In a country where people carry human excreta for a living, why is Jayakumar feeding this rubbish and why is Kazmin swallowing it?
Anyway, I am yet to hear of any society that (as a whole) prefers manual labour to desk jobs. So why blame Hinduism for something universal?
And is there no chance that L&T’s curriculum or marketing is at fault?
Elsewhere, the article says, “In reality (…) corporate executives have quickly found that progress depends on the attitude of the training centre’s principals – most of whom are risk-averse career civil servants who still report to a sclerotic state bureaucracy.
Ms Gautam acknowledges that ‘there are teething problems’. At her training institute, for example, she has proposed letting hair and beauty students take commercial customers in their training salon, which would generate revenue to cover ongoing expenditure, such as hiring a technician to maintain the centre’s 100 computers. However, the idea has met with fierce resistance. ‘The principals are scared,’ she says. ‘For them, commerce is a very dirty word.’”

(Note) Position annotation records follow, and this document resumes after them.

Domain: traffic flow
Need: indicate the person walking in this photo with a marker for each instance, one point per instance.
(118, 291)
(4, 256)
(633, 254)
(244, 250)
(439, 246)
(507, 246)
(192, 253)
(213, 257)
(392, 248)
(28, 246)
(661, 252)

Kazmin obviously doesn’t think anything may be learnt by talking to any of those principles. For example, the principle in that particular school may have been reluctant to start commercial activities because that would mean competing with the very parlours that employ her students after they pass out. Or she may be plain lazy and not want any extra work.
Or she may believe, as other academics do, that places of learning should not get into commerce because there are potential conflicts of interest. There is nothing utopian in this. Many businesses would want the status quo and want academics to approve, if not praise, whatever they are doing; yet business as a whole benefits when research breaks the status quo, doesn’t it?
Anyway, why can’t the students simply be apprentices in regular parlours and pay more fees? Doesn’t that happen in many schools, including business schools? Why does the school have to be a shop?
My problem is not with this particular institute, of course, but with this type of one-sided reporting about the Third World, which by giving half or quarter of the picture only harms business. But somehow business likes it, or market forces should have brought in better journalism.